朔望

回旋 Ⅴ

 §~聖ヨト暦331年スリハの月黒みっつの日~§

「……そうか」
一通り話を聞いた悠人は、戸惑いながらもそんな風に呟いていた。
思い返せば、思い当たる節は幾らでもある。どこかで変に納得している自分がいた。
「じゃあサードガラハムの時助けてくれたのもファーだったんだ」
「…………はい。申し訳ありませんでした。その……あの時はまだ情報部の存在を公には出来ませんでしたから……」
「ああ、いいんだその事は。こっちこそお礼を言わなきゃいけないんだし。ありがとな。その、随分遅くなったけど」
「くす……はい。ありがとうございます」
「はは、そうか……そうだったんだ…………」
悠人は話しながら、湖の方へ向き直した。既に夕日は沈みかけ、辺りは薄紫に染まりつつある。
涼しい風の音が獏寂とした一日の終わりを穏かに奏でていた。
俯いていたファーレーンも何かを察したのか、黙って顔を上げ、そして静かに目を閉じる。
二人を包む穏かな空気。やがて、悠人は自然に呟いていた。
「なぁ、ファー。
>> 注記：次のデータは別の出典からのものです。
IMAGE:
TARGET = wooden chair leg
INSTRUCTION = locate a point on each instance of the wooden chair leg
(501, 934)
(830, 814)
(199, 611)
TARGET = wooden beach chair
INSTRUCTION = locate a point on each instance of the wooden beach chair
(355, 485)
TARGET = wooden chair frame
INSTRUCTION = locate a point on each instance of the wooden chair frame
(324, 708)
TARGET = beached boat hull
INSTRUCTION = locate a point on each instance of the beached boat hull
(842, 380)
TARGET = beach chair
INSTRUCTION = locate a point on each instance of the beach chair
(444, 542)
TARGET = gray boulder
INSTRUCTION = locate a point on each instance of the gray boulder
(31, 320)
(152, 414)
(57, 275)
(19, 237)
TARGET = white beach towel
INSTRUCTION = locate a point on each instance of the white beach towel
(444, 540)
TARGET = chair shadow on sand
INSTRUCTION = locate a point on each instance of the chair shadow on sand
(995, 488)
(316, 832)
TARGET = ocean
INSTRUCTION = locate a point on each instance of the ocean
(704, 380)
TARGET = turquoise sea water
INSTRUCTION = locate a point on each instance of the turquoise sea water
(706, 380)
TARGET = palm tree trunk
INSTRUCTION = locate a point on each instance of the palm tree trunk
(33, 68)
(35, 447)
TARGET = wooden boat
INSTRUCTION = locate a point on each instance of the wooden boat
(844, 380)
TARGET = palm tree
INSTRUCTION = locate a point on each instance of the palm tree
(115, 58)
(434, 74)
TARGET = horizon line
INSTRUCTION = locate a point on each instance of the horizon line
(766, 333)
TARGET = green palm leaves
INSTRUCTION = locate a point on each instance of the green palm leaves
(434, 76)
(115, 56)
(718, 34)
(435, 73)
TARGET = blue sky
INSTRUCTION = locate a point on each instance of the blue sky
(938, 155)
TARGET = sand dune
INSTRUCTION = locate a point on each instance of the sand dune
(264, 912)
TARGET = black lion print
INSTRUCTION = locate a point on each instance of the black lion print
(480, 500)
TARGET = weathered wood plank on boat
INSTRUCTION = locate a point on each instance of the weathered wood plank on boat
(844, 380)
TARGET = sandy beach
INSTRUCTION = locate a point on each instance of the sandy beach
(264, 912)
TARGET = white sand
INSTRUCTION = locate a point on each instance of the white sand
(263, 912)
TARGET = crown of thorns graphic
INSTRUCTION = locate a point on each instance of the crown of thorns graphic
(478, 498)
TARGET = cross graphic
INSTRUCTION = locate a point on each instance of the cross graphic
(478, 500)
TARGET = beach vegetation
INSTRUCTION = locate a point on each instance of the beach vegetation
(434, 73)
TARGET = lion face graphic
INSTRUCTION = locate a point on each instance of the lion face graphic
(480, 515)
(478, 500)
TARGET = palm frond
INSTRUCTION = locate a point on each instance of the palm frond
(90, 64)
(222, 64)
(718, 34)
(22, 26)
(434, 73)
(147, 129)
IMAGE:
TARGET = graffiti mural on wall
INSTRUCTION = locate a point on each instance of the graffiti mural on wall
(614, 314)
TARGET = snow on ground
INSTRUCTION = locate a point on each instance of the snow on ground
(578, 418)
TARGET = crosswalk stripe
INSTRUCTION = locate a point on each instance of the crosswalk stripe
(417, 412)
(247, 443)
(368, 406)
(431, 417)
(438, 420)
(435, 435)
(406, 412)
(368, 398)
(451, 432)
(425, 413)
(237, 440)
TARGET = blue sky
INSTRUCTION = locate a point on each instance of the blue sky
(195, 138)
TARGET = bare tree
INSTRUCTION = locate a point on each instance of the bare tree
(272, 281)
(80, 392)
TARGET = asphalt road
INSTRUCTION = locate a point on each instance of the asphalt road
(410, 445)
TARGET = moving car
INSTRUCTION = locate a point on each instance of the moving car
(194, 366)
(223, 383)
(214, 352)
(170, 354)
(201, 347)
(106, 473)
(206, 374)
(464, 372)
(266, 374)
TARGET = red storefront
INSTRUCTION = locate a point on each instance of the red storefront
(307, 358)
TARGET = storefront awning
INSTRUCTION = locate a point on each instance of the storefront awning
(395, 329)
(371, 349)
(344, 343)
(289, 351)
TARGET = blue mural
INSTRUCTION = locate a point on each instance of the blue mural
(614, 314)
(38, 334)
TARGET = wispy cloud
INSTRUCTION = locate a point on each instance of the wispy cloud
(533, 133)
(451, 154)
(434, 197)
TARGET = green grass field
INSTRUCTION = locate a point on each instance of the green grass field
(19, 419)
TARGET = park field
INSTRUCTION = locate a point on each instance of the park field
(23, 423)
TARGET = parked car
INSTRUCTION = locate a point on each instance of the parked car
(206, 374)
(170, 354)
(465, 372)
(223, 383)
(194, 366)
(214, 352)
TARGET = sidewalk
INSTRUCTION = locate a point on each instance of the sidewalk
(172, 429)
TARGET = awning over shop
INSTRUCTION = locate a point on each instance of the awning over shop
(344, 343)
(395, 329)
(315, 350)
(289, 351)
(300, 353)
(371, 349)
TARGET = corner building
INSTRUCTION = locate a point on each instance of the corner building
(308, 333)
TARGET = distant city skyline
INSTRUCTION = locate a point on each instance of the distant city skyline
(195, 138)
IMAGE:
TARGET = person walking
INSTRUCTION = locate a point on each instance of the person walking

俺、あの詩、もう一度聴きたい」
「……はい」
ファーレーンも、自然に頷いていた。

  ――――サクキーナム カイラ ラ コンレス ハエシュ
        ハテンサ スクテ ラ スレハウ ネクロランス
          ラストハイマンラス イクニスツケマ ワ 
           ……ナイハムート セィン ヨテト ラ ウースィ……ルゥ………ソゥ、ユート……

ナイハムート、セィン、ヨテト。
ヨト語で、『私の愛しい人』。ファーレーンは、そうはっきりと囁いた。
ぎゅっと握った手から、緊張が伝わってくる。顔は空に向けたまま。
硬く瞑った睫毛の先が、軽く震えている。その先、月が中空に浮かんでいた。
同じように空を見つめながら、悠人は本当に心の中に染みとおってくるファーレーンの想いを受け止めていた。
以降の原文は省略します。